Manos de la Virgen de la Soledad (Cuenca)

 

Coullaut Valera se puede considerar como un imaginero muy boyante en grupos religiosos, donde era capaz de tallar hasta el susurro en el aire, caso de las Negaciones de San Pedro, interesantísimo grupo venerado en el Museo-Iglesia de Semana Santa de Orihuela. Ahora bien, es muy difícil definir una concepción de Dolorosa de candelero dentro de su producción artística. La dificultad aparece en el sentido de que no fue muy prolífico a lo largo de su producción en este tema iconográfico, y en realidad sólo podemos definir dos Dolorosas: la Soledad de Cuenca (1947) y la Esperanza de Úbeda (1955). Es cierto que existe una anterior, la Dolorosa de Hellín salida de su gubia en 1940, pero no deja de ser una copia de la antigua imagen de Francisco Salzillo que se había perdido en la contienda de 1936, por lo cual no marca su gramática personal, sino la del gran maestro murciano del siglo XVIII.
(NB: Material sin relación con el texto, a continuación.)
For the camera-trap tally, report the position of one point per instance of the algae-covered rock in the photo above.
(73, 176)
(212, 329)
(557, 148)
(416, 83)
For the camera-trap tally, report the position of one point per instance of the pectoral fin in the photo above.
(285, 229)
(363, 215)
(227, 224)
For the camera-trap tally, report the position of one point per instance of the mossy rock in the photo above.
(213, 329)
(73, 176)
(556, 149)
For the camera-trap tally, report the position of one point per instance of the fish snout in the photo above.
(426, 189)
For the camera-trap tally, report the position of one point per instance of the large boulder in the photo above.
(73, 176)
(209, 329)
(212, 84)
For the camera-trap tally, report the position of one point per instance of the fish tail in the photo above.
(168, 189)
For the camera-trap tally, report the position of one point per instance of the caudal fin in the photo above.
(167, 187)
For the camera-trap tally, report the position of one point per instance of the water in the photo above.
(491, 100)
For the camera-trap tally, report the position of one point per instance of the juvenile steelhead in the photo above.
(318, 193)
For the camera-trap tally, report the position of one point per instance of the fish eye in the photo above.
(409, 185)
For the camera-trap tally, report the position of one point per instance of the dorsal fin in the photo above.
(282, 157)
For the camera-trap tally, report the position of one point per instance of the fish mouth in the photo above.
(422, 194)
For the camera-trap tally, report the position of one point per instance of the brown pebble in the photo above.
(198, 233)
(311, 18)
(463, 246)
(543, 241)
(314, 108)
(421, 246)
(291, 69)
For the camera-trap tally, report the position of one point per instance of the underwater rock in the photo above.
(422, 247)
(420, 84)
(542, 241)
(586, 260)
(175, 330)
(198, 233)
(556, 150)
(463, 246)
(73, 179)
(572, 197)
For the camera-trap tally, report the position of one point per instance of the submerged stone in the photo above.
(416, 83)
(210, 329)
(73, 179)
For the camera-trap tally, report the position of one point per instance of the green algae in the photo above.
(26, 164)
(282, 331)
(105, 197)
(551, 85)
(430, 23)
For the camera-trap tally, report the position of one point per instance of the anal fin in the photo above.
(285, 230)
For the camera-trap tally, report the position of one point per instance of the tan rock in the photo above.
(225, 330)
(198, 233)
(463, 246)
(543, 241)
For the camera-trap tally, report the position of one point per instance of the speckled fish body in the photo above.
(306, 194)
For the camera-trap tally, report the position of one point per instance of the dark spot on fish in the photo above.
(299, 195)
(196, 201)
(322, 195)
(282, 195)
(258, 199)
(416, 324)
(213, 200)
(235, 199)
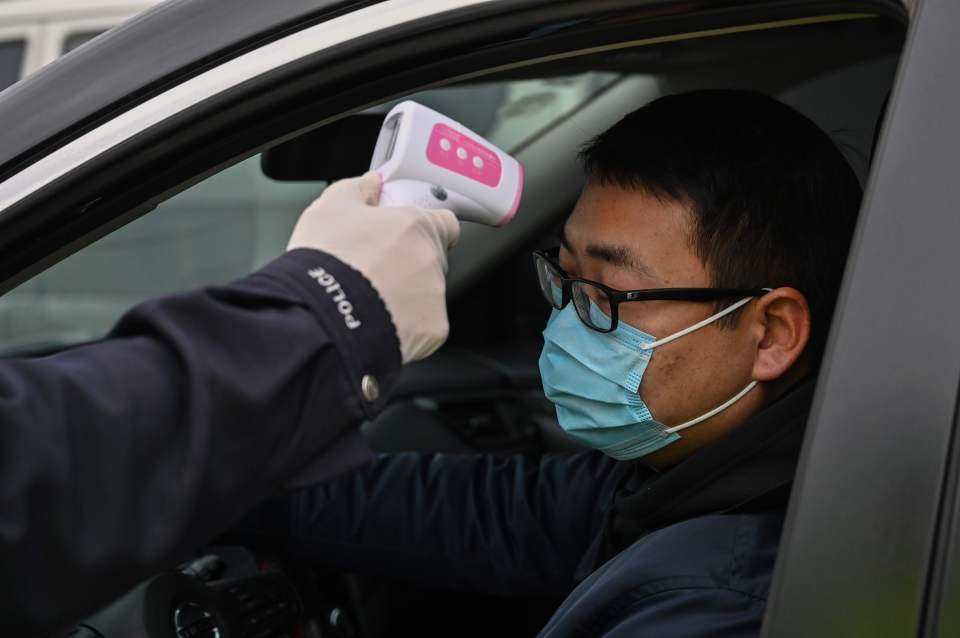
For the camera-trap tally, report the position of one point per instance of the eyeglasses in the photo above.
(598, 305)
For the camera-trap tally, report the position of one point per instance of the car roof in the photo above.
(169, 40)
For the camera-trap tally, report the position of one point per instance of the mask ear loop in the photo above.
(716, 410)
(698, 325)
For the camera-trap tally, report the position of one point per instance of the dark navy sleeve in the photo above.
(691, 613)
(495, 524)
(121, 457)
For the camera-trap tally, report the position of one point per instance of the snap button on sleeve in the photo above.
(370, 388)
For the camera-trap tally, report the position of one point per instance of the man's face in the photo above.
(628, 240)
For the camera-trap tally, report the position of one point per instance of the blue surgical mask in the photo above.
(593, 380)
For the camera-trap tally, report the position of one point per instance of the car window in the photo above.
(11, 62)
(238, 220)
(74, 40)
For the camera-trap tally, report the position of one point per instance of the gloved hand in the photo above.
(401, 250)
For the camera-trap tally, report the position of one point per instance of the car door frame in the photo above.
(865, 528)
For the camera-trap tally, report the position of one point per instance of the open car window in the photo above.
(11, 61)
(238, 220)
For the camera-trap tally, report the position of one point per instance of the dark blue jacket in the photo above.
(688, 552)
(120, 458)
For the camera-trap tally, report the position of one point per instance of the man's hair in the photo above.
(773, 201)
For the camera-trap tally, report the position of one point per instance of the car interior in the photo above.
(481, 392)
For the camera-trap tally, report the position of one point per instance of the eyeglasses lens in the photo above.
(550, 282)
(592, 304)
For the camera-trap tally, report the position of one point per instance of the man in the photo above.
(692, 289)
(120, 458)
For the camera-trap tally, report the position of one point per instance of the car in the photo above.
(34, 33)
(120, 181)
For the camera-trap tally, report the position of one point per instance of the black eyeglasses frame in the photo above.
(616, 297)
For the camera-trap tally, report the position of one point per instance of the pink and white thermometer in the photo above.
(428, 160)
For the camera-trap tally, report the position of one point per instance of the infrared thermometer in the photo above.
(428, 160)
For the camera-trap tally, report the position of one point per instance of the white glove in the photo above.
(402, 250)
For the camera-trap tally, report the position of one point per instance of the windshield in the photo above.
(237, 220)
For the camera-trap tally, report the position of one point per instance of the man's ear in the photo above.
(783, 328)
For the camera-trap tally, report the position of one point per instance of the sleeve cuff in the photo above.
(352, 312)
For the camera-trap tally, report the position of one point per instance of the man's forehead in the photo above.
(627, 227)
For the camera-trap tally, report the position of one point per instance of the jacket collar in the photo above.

Para adentrarnos en la Virgen de la Esperanza vamos a permitirnos un parangón con la Gioconda de Leonardo da Vinci, cuyo mayor interés (independientemente de la perfección de Leonardo, el uso del paisaje, del color...) es que es un retrato con la típica sonrisa leonardesca que esconde algo afín a muchísimas interpretaciones que siempre quedan en una hipótesis más. A diferencia de su Dama del Armiño, es un retrato que todo historiador querría saber quién es, pero el hecho de no conocer a esa penetrante observadora, cargada de alma, viva en el lienzo, permite crear ese resplandor de misterio que existe en torno a ella. ¿Por qué hablar de Leonardo?, porque en cierto modo la Esperanza ubetense muestra algo parecido. Conocemos que Coullaut Valera fue un gran retratista, tanto a nivel de personas conocidas (Monumento a Pío Baroja en la Cuesta de Moyano de Madrid) o en personas de la calle (jinete andaluz en el monumento a los Álvarez Quintero del parque del Retiro de la misma ciudad; la influencia de Donatello es patente en este último punto, identificar al ciudadano de a pie). Esta clase de retratos son comunes en su obra civil, pero en la religiosa son más extraños, pues Coullaut Valera nunca se inspiró en nadie para hacer una figura de Cristo: todas sus imágenes de Jesús tienen un aspecto definido, único, de trazos que, a simple vista, permiten perfectamente conocer y atribuir una imagen a su persona.

Esta idea es común a muchos imagineros de su época: la concepción única de Cristo la podemos ver en Mariano Benlliure, Antonio Castillo Lastrucci, Amadeo Ruiz Olmos o Francisco Palma Burgos (en estos dos últimos con algunas diferencias dependiendo de sus etapas artísticas), e incluso lleva a nuestros días en imagineros como Luis Álvarez Duarte, Francisco Romero Zafra o José Antonio Navarro Arteaga.

Coullaut Valera presentará siempre en su faz cristífera unos ojos rasgados y tranquilizadores frente al sufrimiento, unos trazos de gubia muy delicados y compactos en la cabellera, barba fina, bigote ancho, y unos músculos de la cara relajados en una tez muy fina, donde se idealiza frente a la rudeza de otros escultores, pero no se espiritualiza de manera dinámica como podía ser el caso de Palma Burgos. Son rostros humanos, encerrados en su dolor, muy asequibles a la mirada del fiel y con una policromía clara afín a la herencia dieciochesca, como indicábamos del gran maestro Salzillo, hito de la historia del arte.

 

 
Rostro de la Virgen de la Soledad (Cuenca)

 

Simplemente queríamos presentar las anteriores líneas como introducción, pues en realidad nos queremos fijar en esa escasa producción mariana sobre la Virgen Dolorosa, donde podemos identificar una obsesión en el autor por el retrato de una mujer, alguien que decidió llevarse a su tumba sin revelar su identidad y dejar inmortalizada a lo largo de su producción artística.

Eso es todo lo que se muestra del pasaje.